The borrowers initially applied for relief by using a regulation known as borrower defense to repayment, which since 2016 has allowed the Education Department to decide whether schools have deceived students about their job prospects, broken state consumer-protection laws, or otherwise harmed them financially. If they have, borrowers are entitled to the discharge of their federal student loans.

Along with the 200,000 borrowers who qualify for immediate relief, because their schools were already determined by the Education Department to have misled students, another approximately 64,000 student borrowers could get relief under the settlement once the Education Department completes its reviews of their cases on a rolling basis. Their loans would bring the total settlement to around $7.5 billion.

“We are pleased to have worked with plaintiffs to reach an agreement that will deliver billions of dollars of automatic relief to approximately 200,000 borrowers and that we believe will resolve plaintiffs’ claims in a manner that is fair and equitable for all parties,” Mr. Cardona said.

The settlement follows a move earlier this month by the Biden administration to forgive all of the loans outstanding held by 560,000 students who attended Corinthian Colleges, which at $5.8 billion amounted to the largest single action of student-debt cancellation ever by the federal government.

“This momentous proposed settlement will deliver answers and certainty to borrowers who have fought long and hard for a fair resolution of their borrower defense claims after being cheated by their schools and ignored or even rejected by their government,” said

Eileen Connor,

director of the Project on Predatory Student Lending, which represented the borrowers.

The 200,000 who qualify for immediate relief includes approximately 74,000 borrowers whose borrower-defense claims were rejected summarily by the Trump administration. Trump administration officials said the Obama-era rules were too broad and vague and threatened to drive up the taxpayer costs of covering canceled debt. The Trump administration denied more than 100,000 borrower-defense claims in 2020, and borrowers whose claims were approved were often granted partial rather than full debt forgiveness.

Student-loan interest rates have risen to their highest in years.
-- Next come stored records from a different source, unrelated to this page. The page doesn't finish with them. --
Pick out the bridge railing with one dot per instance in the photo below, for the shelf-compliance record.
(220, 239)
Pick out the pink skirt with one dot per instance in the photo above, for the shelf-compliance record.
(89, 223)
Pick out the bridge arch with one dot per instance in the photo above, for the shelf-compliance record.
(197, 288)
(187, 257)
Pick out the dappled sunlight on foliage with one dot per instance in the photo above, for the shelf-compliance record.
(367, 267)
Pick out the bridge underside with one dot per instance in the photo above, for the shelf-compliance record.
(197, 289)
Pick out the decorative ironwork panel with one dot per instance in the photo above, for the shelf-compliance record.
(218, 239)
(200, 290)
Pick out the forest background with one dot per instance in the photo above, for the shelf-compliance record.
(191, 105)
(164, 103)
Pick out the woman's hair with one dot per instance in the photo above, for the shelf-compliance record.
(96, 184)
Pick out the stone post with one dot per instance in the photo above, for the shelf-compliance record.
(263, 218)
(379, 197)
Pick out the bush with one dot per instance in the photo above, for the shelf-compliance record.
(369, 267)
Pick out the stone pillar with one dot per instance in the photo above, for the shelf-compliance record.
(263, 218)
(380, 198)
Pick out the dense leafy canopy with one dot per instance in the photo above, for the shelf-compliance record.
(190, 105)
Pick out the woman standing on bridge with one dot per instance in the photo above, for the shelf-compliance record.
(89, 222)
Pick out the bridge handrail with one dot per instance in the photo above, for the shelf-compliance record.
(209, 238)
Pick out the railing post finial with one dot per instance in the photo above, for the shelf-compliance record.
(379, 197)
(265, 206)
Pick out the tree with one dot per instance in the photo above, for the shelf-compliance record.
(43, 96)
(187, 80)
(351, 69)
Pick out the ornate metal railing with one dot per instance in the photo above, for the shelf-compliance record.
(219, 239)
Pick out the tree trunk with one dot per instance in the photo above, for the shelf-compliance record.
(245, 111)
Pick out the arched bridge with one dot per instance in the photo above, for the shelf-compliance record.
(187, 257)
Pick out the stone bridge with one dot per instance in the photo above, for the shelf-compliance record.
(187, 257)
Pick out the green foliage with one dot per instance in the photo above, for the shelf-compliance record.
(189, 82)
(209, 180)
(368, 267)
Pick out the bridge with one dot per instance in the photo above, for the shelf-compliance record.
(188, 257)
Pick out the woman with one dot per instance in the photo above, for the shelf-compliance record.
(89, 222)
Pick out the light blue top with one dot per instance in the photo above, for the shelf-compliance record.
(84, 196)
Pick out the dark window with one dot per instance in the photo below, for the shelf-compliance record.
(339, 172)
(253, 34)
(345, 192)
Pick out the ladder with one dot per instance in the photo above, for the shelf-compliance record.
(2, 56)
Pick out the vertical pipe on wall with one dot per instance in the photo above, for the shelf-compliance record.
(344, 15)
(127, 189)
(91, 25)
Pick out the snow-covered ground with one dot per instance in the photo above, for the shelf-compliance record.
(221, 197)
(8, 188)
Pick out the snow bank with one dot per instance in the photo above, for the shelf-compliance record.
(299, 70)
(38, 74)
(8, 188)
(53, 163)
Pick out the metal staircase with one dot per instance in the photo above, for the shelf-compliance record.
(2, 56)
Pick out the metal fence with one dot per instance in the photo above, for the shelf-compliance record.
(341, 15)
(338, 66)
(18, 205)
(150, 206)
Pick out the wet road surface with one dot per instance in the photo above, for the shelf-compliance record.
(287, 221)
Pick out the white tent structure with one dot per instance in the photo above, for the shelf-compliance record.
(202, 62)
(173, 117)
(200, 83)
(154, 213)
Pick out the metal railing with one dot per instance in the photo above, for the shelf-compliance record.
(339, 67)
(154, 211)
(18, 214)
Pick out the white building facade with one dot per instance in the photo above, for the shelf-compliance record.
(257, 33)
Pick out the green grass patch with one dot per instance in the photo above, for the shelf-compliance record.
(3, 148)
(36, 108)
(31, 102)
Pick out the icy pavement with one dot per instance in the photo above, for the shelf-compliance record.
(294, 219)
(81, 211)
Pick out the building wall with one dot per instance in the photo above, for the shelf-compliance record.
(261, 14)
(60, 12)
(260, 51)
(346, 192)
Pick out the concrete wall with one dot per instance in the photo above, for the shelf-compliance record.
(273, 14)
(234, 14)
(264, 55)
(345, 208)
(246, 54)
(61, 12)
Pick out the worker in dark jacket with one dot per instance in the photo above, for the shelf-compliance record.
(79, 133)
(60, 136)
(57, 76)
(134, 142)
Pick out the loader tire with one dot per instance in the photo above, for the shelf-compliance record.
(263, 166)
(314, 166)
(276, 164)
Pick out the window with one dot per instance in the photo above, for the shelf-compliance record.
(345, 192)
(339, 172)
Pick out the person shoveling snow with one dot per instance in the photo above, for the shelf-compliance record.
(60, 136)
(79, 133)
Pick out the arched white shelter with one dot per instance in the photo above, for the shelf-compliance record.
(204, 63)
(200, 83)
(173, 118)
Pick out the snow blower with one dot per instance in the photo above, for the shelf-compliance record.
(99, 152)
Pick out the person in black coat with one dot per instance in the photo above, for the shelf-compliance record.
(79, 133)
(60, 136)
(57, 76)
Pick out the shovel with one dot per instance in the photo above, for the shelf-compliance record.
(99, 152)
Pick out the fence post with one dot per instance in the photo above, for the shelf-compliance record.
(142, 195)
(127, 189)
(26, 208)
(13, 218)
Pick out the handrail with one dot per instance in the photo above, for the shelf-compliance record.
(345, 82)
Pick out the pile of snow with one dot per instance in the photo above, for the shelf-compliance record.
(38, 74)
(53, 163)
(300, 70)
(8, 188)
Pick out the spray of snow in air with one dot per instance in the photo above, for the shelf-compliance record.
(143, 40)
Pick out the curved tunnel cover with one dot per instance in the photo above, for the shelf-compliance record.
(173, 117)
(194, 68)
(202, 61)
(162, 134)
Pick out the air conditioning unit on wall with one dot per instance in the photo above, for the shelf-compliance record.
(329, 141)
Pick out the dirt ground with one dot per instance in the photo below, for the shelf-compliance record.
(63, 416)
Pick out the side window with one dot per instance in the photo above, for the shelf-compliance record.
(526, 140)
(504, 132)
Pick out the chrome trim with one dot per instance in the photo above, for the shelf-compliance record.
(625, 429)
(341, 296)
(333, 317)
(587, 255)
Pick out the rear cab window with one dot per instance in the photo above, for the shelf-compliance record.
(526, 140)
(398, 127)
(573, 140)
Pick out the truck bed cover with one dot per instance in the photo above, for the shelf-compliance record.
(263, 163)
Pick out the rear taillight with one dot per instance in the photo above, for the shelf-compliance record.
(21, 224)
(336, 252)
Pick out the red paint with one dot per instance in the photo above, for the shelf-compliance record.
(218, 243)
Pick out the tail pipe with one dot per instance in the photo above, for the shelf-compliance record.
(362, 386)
WSJ’s Dion Rabouin explains how they’re calculated and why this year’s rates are so high after touching a record low in 2020. Illustration: David Fang

The settlement is a major step toward the Biden administration’s goal of clearing borrower-defense claim backlogs. The backlogs have been the source of frustration for borrower advocates and congressional Democrats, who have urged the administration to act more quickly to resolve outstanding claims. As of the end of 2021, 423,000 borrowers had filed claims under the program and around 157,000 applications had either not been processed or borrowers hadn’t yet been told whether their claims were approved.
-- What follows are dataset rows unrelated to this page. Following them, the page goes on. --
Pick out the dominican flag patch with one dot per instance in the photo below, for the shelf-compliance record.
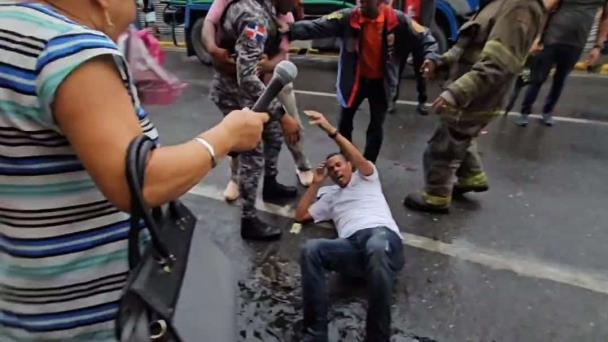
(255, 32)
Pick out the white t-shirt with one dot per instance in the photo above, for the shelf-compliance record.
(359, 205)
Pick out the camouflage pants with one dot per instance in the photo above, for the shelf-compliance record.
(452, 151)
(246, 169)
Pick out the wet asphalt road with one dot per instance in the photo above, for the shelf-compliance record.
(523, 262)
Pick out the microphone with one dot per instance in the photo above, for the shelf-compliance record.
(284, 73)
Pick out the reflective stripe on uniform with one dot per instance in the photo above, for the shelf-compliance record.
(497, 51)
(436, 201)
(479, 179)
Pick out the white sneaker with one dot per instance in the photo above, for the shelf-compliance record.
(304, 177)
(231, 193)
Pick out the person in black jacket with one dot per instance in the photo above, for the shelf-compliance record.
(371, 34)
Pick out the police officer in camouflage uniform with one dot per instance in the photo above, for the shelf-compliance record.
(489, 54)
(248, 30)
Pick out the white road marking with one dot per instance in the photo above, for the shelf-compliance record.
(497, 260)
(414, 103)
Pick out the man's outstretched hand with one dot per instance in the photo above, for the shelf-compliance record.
(318, 119)
(320, 174)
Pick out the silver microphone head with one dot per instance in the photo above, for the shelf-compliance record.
(286, 72)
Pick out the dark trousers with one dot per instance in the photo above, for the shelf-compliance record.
(375, 254)
(563, 57)
(374, 92)
(418, 59)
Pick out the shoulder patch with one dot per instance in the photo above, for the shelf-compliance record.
(417, 27)
(255, 32)
(334, 16)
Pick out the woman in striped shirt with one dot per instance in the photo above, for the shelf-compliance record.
(67, 114)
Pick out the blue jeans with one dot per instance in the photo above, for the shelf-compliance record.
(563, 57)
(375, 254)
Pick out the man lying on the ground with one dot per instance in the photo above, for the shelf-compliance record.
(368, 245)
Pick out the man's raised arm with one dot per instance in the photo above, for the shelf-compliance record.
(364, 166)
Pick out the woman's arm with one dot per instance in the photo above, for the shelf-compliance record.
(95, 113)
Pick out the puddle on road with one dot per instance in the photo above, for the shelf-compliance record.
(270, 308)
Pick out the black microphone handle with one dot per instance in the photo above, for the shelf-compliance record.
(272, 90)
(261, 105)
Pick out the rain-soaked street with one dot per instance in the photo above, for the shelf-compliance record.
(525, 261)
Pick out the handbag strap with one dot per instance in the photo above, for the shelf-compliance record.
(137, 155)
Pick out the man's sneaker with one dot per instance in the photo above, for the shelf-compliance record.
(522, 120)
(548, 119)
(476, 183)
(231, 193)
(304, 177)
(421, 109)
(252, 228)
(421, 201)
(275, 192)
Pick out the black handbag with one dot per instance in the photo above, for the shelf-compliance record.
(152, 291)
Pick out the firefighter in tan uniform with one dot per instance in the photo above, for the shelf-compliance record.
(489, 54)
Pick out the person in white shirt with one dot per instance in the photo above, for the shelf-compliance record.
(369, 243)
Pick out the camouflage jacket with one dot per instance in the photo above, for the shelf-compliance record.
(248, 29)
(490, 53)
(400, 35)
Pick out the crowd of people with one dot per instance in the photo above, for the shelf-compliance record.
(64, 206)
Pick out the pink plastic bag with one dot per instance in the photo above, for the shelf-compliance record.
(155, 85)
(153, 45)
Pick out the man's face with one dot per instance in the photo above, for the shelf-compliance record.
(369, 8)
(340, 170)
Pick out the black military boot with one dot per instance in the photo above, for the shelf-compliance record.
(276, 192)
(252, 228)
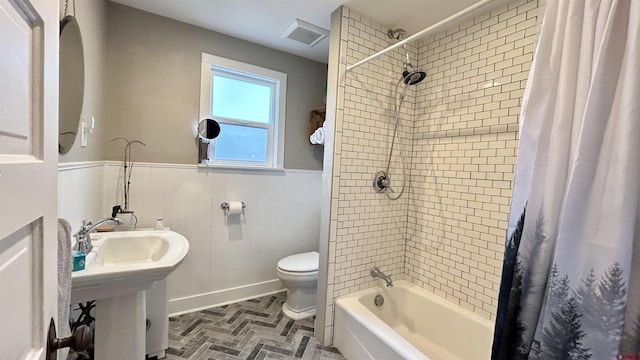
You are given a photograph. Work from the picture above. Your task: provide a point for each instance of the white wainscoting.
(230, 258)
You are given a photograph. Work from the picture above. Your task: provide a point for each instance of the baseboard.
(198, 302)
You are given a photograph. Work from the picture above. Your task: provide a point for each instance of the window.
(249, 103)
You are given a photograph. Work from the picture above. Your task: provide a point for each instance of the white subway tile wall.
(367, 229)
(464, 153)
(459, 130)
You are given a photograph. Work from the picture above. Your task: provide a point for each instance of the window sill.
(240, 167)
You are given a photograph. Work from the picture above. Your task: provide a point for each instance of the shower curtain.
(571, 274)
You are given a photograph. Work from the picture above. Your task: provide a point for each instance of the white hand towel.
(64, 282)
(320, 133)
(318, 136)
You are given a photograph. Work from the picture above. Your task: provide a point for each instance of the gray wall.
(153, 86)
(91, 16)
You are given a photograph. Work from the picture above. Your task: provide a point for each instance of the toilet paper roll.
(235, 208)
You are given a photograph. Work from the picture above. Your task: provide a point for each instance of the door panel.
(28, 175)
(20, 96)
(18, 253)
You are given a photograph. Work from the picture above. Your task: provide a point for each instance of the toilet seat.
(300, 263)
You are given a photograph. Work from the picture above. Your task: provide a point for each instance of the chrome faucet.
(375, 272)
(83, 237)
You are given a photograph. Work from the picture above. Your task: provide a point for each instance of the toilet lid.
(304, 262)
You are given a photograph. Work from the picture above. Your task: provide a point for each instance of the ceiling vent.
(304, 32)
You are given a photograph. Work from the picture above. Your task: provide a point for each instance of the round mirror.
(208, 129)
(71, 86)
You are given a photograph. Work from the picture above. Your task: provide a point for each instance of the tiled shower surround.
(460, 136)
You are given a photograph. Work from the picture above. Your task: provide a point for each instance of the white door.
(28, 181)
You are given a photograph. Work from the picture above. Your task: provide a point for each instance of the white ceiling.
(262, 21)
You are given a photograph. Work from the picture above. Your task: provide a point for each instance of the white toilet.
(299, 275)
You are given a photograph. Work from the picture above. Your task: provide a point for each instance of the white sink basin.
(126, 262)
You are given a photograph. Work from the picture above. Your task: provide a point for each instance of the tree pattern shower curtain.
(571, 276)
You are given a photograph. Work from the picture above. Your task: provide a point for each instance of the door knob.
(79, 340)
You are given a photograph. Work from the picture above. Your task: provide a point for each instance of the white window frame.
(275, 129)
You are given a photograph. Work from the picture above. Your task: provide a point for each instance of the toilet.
(299, 275)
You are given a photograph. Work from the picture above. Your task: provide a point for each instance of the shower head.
(413, 77)
(409, 75)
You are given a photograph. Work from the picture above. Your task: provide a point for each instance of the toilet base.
(298, 315)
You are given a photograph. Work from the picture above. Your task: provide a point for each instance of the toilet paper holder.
(225, 205)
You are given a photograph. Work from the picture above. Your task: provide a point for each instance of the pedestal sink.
(119, 268)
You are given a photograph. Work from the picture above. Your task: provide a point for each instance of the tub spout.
(376, 273)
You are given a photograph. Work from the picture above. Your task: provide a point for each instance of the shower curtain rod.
(424, 32)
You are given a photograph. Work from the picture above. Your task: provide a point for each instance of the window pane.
(242, 143)
(243, 100)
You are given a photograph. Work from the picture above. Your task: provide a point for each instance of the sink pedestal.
(120, 328)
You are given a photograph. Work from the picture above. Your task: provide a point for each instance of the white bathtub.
(411, 324)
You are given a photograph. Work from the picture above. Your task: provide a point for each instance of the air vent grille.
(304, 32)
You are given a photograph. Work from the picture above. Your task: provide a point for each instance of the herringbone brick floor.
(253, 330)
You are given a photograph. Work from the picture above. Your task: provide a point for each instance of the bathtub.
(411, 324)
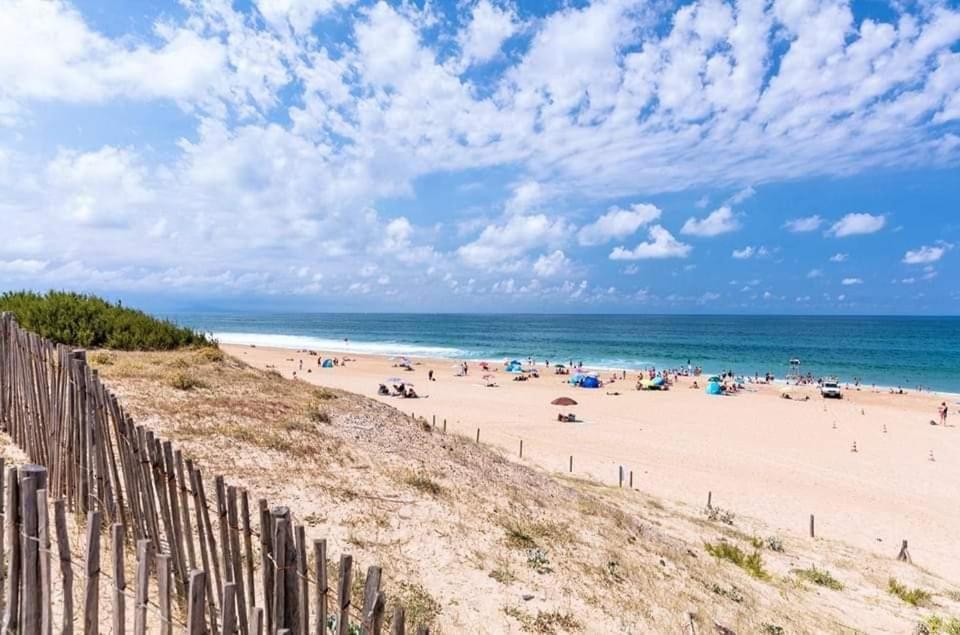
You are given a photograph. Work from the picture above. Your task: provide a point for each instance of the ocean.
(887, 351)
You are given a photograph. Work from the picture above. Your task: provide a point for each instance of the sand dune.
(771, 459)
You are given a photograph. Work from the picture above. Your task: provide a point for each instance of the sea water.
(887, 351)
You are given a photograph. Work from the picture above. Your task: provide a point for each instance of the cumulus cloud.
(926, 254)
(488, 28)
(104, 187)
(499, 243)
(751, 252)
(805, 224)
(857, 224)
(617, 223)
(661, 244)
(720, 221)
(547, 266)
(276, 141)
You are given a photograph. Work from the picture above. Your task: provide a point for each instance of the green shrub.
(423, 483)
(317, 414)
(87, 321)
(725, 516)
(915, 597)
(820, 577)
(185, 381)
(751, 563)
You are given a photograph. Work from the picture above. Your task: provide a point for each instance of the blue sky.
(784, 156)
The administration is in the process of updating the borrower-defense regulation, aiming to make it easier for borrowers to apply for loan forgiveness under the program.

For-profit colleges raised concerns during the rule-making process that the administration could make it too easy to apply for and obtain loan forgiveness, potentially damaging the schools’ reputations and forcing some schools to close.
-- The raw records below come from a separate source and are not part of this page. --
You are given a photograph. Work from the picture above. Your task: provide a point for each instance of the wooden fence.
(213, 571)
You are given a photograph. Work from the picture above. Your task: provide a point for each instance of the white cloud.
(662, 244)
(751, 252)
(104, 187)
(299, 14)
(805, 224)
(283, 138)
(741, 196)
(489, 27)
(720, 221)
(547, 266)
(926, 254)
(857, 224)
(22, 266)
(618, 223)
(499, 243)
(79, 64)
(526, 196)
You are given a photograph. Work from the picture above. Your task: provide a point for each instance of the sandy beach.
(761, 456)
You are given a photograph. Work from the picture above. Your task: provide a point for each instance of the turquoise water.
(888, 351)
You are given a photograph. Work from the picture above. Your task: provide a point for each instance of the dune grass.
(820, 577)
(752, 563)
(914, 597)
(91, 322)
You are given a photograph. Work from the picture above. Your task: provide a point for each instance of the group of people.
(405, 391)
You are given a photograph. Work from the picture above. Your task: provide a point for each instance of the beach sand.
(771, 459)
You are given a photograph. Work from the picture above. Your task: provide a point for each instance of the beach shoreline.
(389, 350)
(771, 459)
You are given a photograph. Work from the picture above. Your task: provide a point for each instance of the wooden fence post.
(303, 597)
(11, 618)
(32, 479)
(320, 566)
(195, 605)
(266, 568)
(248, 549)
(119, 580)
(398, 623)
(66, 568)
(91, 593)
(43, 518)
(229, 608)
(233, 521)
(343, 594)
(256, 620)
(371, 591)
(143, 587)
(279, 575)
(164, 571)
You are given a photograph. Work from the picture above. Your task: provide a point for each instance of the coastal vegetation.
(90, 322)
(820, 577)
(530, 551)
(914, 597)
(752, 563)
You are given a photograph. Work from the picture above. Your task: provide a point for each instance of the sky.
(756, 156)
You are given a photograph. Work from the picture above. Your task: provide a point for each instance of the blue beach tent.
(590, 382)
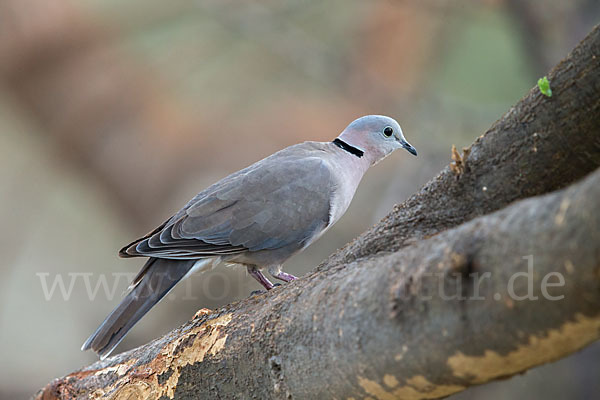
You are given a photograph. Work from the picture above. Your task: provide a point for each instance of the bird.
(257, 218)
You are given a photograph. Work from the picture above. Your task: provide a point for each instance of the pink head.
(377, 136)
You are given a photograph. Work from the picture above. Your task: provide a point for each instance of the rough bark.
(541, 144)
(379, 327)
(422, 323)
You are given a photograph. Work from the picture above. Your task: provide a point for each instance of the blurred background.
(114, 113)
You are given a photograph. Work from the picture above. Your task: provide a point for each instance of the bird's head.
(377, 136)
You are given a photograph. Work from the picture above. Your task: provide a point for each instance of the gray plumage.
(257, 217)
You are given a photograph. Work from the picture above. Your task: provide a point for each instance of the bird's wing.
(278, 201)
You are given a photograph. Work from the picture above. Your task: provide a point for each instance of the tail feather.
(157, 278)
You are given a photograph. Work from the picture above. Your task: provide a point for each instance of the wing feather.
(279, 201)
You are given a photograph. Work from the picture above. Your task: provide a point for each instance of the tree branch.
(430, 320)
(359, 330)
(540, 145)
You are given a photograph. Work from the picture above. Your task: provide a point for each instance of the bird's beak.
(407, 146)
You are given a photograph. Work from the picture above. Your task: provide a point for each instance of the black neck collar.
(346, 147)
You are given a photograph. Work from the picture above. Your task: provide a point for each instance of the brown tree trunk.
(444, 313)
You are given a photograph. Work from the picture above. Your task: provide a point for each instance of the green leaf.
(544, 86)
The administration’s efforts come as it plots its way forward on the politically potent issue of student-debt forgiveness ahead of the 2022 midterm elections. Around 40 million borrowers hold $1.6 trillion in federal student debt. Mr. Biden on Monday told reporters that he is nearing a decision on whether to pursue mass cancellation of student debt, which would be legally risky.

Rather than pursue broad-based student-debt cancellation, as some political allies urge, the administration instead has taken a piecemeal approach using the borrower-defense rule, canceling billions in debt held by borrowers with disabilities and revamping the forgiveness process for those who have pursued careers in public service.

Prior to the settlement, the Biden administration had canceled $25 billion worth of federal student loans since taking office.